«Due anni fa, quando il Tesoro americano consentì che Lehman fallisse io scrissi sul sito www.voce.info: “È un bel giorno per il capitalismo, perché non si possono salvare i banchieri sempre e comunque”. Era un’evidente sciocchezza perché quel fallimento fu una delle cause, forse la maggiore, che ha precipitato il mondo nella Grande recessione. La signora Merkel ha evidentemente ragione quando sostiene che impegnarsi a salvare i Paesi dell’euro sempre e comunque è un pessimo segnale. Purtroppo Lehman insegna che oggi questo rigore non possiamo permettercelo: il costo potrebbe essere la fine della moneta unica”. (Corriere della Sera, 13 novembre 2010).
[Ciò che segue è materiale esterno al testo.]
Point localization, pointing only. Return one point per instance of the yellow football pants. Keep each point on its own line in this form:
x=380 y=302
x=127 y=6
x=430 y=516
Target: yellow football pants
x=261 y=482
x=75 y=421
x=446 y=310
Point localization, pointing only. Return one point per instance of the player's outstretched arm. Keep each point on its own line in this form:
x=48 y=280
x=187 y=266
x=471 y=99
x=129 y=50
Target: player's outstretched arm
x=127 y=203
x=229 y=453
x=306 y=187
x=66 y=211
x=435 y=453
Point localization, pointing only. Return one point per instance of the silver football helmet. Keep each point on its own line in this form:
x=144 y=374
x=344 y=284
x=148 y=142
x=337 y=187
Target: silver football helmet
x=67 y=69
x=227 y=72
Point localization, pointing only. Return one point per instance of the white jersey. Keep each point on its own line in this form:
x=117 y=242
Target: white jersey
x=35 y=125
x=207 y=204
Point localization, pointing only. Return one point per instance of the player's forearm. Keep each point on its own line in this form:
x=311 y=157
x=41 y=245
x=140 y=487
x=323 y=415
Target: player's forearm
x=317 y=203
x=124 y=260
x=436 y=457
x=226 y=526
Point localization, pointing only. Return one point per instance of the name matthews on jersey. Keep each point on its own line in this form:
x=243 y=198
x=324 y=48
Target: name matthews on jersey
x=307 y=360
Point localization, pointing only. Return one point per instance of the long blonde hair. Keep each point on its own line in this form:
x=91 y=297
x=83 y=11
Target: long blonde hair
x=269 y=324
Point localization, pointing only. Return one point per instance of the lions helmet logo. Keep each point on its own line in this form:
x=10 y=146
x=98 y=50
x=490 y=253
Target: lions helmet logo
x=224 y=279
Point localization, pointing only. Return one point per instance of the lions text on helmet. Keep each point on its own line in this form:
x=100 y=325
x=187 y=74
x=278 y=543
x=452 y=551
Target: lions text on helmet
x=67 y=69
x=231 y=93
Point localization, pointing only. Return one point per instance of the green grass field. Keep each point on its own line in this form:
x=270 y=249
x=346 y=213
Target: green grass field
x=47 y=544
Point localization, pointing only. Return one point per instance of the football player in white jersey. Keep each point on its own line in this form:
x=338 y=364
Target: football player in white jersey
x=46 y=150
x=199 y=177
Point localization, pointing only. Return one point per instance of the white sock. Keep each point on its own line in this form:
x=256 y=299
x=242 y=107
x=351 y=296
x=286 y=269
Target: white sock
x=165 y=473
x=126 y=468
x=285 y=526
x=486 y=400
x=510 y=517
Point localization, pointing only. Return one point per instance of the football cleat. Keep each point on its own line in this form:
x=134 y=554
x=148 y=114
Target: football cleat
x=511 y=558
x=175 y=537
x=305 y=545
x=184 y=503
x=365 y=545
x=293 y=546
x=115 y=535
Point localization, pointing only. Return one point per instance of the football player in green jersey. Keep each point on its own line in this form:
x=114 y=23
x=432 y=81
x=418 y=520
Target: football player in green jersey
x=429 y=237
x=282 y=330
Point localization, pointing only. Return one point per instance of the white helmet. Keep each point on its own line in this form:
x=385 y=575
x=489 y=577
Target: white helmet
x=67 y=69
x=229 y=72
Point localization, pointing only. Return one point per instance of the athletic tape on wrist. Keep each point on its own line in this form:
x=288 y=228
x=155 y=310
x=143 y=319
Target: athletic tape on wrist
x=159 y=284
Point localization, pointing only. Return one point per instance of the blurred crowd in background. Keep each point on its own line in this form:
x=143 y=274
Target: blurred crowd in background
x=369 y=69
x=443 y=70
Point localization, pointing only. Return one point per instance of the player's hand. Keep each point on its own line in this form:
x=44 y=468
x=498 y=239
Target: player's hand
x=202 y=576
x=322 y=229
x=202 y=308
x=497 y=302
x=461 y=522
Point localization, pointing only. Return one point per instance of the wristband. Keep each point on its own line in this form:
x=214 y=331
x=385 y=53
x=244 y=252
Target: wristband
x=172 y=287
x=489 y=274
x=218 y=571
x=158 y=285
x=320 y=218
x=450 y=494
Beh, ci sono voluti due anni, ma alla fine Francesco Giavazzi, il più duro dei duri e il più puro dei puri, l’ha capita.
«Ho imparato la lezione: il fallimento della Lehman fu una delle cause che ha precipitato il mondo nella recessione. Lehman insegna che oggi, nei confronti dell’Irlanda, il rigore che si dovrebbe invocare in base alla razionalità liberista non possiamo permettercelo: il costo potrebbe essere la fine dell’euro». (Il Foglio, 16 novembre 2010).
Bene, meglio tardi che mai. Ma l’errore che non dobbiamo fare è dimenticare che l’“evidente sciocchezza” di Giavazzi di due anni fa (ma non era affatto solo ad averla pronunciata) non è tecnica, ma di impostazione culturale. E per questo assai più interessante. Il punto è che Giavazzi butta a mare la dottrina basata sui “modelli” teorici.
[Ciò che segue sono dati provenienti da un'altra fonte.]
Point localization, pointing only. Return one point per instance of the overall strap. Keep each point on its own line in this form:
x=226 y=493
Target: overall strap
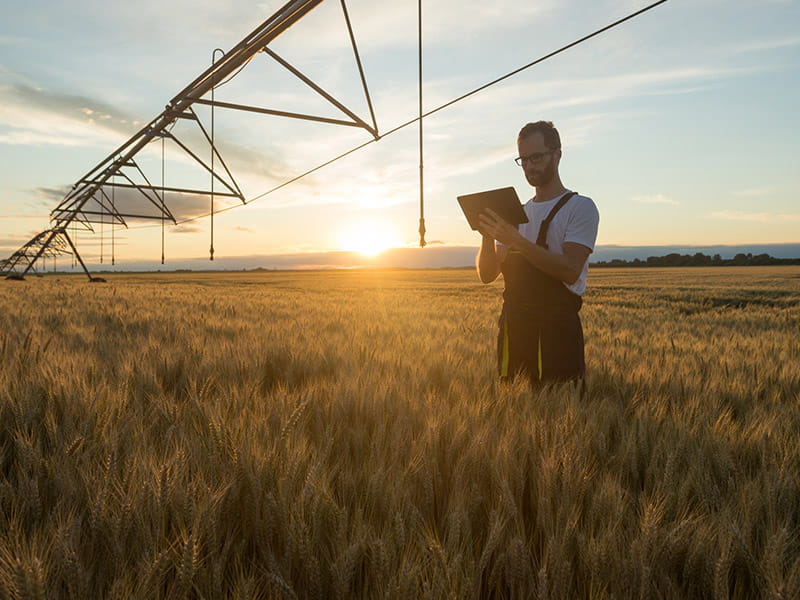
x=540 y=239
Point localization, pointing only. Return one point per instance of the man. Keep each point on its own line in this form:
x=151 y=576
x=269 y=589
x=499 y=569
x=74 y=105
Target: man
x=544 y=264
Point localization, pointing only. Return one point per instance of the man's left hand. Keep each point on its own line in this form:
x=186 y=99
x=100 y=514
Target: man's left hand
x=493 y=225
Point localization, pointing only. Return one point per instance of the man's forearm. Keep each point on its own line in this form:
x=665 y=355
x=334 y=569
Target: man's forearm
x=487 y=262
x=557 y=266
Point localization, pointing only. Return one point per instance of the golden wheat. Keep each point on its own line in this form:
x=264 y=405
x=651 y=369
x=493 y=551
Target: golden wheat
x=343 y=434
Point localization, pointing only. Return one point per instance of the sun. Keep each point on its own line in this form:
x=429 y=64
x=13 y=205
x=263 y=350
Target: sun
x=368 y=237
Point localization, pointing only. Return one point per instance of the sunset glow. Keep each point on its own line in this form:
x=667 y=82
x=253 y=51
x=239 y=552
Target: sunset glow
x=369 y=238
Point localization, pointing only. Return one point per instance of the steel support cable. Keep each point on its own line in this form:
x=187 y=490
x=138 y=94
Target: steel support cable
x=163 y=200
x=427 y=114
x=421 y=165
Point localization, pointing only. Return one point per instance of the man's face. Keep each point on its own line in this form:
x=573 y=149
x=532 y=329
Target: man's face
x=541 y=172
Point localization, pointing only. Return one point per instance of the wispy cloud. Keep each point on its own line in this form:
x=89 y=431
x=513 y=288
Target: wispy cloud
x=753 y=192
x=36 y=117
x=764 y=45
x=655 y=199
x=762 y=217
x=185 y=228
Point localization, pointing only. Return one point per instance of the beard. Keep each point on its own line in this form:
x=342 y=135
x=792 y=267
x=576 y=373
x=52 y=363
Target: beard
x=543 y=175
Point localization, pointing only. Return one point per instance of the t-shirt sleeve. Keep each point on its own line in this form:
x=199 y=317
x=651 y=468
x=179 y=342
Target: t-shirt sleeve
x=582 y=225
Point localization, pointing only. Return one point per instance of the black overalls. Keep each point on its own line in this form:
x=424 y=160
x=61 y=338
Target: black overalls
x=540 y=330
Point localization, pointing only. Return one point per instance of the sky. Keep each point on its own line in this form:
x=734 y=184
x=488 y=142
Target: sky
x=681 y=124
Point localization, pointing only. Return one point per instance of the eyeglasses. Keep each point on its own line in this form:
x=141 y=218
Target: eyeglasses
x=533 y=158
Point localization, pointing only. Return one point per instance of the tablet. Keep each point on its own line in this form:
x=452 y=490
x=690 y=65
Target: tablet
x=503 y=201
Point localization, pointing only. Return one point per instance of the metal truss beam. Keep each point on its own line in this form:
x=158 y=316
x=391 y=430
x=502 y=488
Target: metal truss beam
x=120 y=169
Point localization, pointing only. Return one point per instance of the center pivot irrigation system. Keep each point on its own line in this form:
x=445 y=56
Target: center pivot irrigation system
x=93 y=199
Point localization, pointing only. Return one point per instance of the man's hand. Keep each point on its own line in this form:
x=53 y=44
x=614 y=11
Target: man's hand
x=494 y=226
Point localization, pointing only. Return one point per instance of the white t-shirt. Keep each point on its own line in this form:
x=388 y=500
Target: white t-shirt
x=576 y=222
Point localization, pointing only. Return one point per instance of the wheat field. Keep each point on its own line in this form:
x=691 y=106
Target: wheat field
x=343 y=435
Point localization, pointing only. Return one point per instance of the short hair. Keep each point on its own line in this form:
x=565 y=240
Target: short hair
x=549 y=133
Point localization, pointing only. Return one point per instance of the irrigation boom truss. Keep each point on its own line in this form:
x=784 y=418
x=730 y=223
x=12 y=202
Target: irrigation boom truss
x=92 y=200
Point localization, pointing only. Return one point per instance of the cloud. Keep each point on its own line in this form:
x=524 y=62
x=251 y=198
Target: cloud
x=184 y=228
x=753 y=192
x=36 y=117
x=763 y=217
x=655 y=199
x=764 y=45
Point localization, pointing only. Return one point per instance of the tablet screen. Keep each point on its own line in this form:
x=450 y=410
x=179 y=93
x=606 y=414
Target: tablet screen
x=503 y=201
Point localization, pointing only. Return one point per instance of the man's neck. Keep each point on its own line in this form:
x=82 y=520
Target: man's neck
x=551 y=190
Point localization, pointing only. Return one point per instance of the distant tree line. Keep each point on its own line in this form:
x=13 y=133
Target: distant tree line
x=698 y=260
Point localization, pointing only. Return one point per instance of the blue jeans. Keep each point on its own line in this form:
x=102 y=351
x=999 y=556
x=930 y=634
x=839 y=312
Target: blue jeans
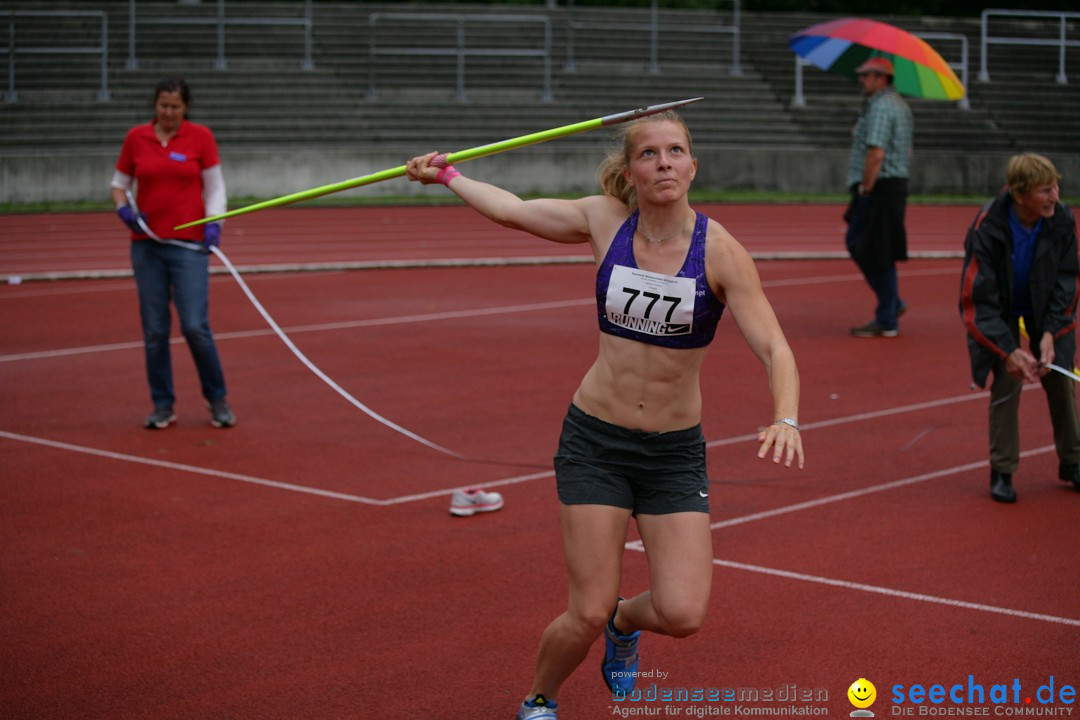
x=164 y=272
x=883 y=282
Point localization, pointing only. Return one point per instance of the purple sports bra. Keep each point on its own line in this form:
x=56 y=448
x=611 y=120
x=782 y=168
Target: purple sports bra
x=677 y=311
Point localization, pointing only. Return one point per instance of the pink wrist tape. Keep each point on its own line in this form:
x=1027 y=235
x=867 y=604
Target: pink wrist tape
x=447 y=173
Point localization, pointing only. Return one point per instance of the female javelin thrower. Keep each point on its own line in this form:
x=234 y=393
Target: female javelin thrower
x=632 y=443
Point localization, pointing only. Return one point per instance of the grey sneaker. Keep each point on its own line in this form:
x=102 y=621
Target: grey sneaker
x=160 y=419
x=471 y=501
x=220 y=415
x=538 y=708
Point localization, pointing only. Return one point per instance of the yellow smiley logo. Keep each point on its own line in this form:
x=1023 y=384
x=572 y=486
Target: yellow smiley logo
x=862 y=693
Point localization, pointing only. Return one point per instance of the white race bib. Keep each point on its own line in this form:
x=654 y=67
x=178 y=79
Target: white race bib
x=650 y=302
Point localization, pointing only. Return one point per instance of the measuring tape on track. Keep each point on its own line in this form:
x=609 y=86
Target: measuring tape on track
x=200 y=247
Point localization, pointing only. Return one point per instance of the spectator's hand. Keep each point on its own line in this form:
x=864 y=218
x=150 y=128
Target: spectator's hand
x=212 y=234
x=1045 y=353
x=127 y=216
x=1022 y=365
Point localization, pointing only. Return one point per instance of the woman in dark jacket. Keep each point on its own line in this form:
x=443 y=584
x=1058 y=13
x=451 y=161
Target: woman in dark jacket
x=1021 y=263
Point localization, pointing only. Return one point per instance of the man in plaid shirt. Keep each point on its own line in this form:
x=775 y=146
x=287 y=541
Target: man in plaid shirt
x=877 y=178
In base a tale impostazione, i modelli funzionano, basta metterli in pratica piegando, nel caso sia utile perché dispieghino il massimo delle loro potenzialità, perfino la realtà. Il cuore del problema per gli economisti alla Giavazzi è trovare teorie sempre migliori e sofisticate che dimostrino la superiorità formale del ragionamento sulla realtà. Una volta dimostrato che queste teorie vanno bene in laboratorio, allora basta applicarle alle varie situazioni. E se non dovessero funzionare la colpa la si può sempre rovesciare sui politici che “non hanno capito”.
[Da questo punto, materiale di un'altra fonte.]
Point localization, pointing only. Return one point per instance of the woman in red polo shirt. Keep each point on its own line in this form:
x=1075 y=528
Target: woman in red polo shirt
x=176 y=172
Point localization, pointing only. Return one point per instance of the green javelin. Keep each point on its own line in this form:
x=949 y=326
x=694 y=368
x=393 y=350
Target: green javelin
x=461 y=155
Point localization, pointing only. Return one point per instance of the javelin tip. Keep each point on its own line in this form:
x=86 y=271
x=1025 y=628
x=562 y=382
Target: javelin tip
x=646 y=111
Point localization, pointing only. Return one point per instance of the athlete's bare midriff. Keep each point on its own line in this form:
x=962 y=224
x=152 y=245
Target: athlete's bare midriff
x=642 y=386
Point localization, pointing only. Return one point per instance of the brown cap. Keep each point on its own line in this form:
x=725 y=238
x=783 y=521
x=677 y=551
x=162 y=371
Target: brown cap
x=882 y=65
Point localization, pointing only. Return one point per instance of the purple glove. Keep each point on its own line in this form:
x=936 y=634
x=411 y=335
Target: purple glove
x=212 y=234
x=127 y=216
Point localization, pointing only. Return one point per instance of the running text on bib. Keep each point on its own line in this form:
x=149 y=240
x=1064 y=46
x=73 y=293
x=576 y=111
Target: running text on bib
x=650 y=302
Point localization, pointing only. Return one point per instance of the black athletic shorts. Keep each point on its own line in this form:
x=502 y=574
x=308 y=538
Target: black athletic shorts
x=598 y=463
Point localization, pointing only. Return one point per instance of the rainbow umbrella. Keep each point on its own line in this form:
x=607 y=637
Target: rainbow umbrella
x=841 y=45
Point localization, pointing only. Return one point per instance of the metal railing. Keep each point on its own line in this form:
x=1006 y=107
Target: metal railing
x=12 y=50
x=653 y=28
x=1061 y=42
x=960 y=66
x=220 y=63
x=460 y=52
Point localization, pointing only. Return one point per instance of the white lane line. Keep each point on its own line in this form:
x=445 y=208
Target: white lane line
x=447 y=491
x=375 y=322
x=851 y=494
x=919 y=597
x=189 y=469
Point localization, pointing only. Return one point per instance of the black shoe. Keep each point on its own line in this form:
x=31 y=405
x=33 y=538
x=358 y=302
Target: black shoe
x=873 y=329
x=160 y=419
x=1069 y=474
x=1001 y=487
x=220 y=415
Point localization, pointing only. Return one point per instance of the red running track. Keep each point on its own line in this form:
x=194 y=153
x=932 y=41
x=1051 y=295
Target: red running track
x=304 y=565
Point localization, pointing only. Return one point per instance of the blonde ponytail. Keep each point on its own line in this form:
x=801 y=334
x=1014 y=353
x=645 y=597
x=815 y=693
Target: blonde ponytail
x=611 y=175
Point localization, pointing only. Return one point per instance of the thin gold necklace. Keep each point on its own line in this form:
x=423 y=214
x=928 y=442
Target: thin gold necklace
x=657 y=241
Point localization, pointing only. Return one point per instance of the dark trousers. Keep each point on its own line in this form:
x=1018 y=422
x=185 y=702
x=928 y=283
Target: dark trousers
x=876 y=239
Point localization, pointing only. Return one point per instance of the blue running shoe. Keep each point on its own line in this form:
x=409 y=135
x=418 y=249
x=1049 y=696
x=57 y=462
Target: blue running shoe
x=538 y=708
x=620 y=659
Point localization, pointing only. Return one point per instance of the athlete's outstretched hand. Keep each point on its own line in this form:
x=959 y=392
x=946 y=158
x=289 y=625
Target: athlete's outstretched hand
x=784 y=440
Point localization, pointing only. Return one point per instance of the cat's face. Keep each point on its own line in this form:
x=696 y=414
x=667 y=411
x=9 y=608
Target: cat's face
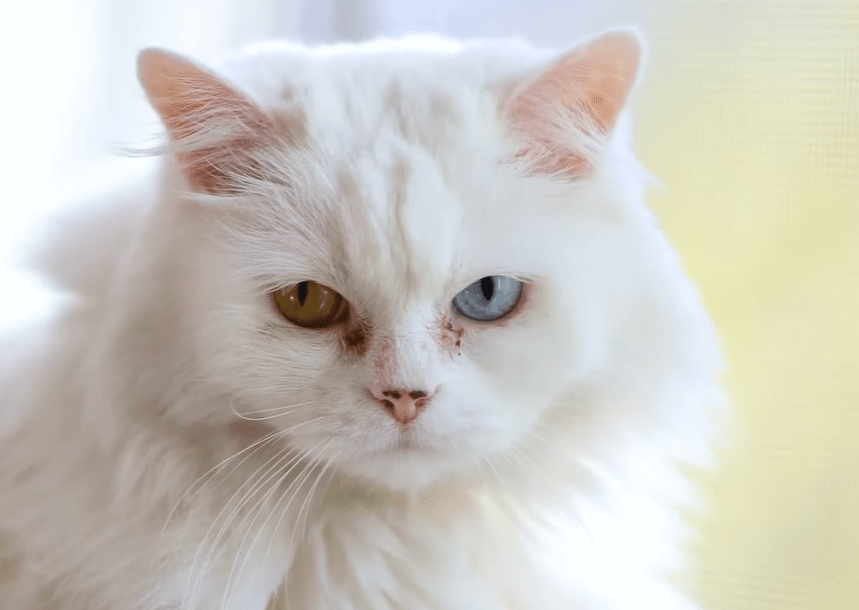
x=379 y=300
x=392 y=288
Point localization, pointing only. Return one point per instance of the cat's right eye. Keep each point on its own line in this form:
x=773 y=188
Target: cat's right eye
x=310 y=305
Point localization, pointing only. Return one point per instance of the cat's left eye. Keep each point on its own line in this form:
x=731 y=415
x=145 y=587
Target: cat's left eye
x=488 y=299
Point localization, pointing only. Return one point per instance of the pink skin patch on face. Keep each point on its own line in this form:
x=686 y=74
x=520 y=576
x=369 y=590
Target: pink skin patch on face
x=450 y=337
x=382 y=361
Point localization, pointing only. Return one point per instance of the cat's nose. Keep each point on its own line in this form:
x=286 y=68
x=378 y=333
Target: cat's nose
x=402 y=404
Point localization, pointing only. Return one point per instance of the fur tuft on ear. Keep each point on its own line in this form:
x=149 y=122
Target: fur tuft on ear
x=564 y=113
x=214 y=127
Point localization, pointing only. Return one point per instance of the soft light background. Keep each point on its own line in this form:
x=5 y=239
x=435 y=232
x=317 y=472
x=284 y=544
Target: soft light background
x=750 y=118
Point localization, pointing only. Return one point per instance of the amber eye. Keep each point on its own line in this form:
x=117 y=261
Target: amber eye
x=310 y=305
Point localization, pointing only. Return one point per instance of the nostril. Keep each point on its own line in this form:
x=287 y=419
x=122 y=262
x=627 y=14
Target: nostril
x=403 y=405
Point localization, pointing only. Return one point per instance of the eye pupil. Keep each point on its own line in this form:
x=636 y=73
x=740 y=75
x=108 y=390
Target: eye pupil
x=487 y=287
x=302 y=293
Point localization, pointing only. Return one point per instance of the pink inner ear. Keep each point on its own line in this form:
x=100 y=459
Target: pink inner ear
x=586 y=90
x=195 y=104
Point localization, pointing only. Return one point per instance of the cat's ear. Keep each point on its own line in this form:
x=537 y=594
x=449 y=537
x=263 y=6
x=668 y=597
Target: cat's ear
x=214 y=127
x=574 y=104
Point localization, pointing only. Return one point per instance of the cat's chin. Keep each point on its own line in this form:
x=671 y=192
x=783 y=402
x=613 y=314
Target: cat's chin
x=405 y=468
Con il fallimento della Lehman accadde esattamente questo. Ci fu un coro di economisti che invocava il fallimento della banca d’affari americana perché solo in questo modo la teoria del mercato che si autocorregge (la via schumpeteriana della distruzione creatrice) sarebbe stato messo alla prova dimostrando che la “mano invisibile” del mercato vive e lotta insieme a loro.
Oggi Giavazzi dice che fu una “evidente sciocchezza” perché quella teoria non teneva conto delle conseguenze, ovvero di come è fatta davvero la realtà. Facendo fallire la Lehman si è mandato in tilt il mondo; se si fosse lasciata fallire la Grecia (come molti invocavano) l’euro sarebbe finito; se oggi lasciassimo l’Irlanda al suo destino accadrebbe la stessa cosa.
Il punto più importante delle ammissioni di Giavazzi è proprio questo: c’è un filone di economisti che sta cominciando a pensare che la teoria, i “modelli” sono una gran bella cosa, ma che la realtà è assai diversa. Per essere coerente dovrebbe aggiungere che anche riforme del welfare che non tengono conto dell’unicità del tessuto industriale italiano; riforme fiscali che non tengono conto dell’organizzazione famigliare della società italiana; riforme universitarie che non tengono conto delle necessità delle aziende italiane sono altre “evidenti sciocchezze”. Basta avere un po’ di pazienza.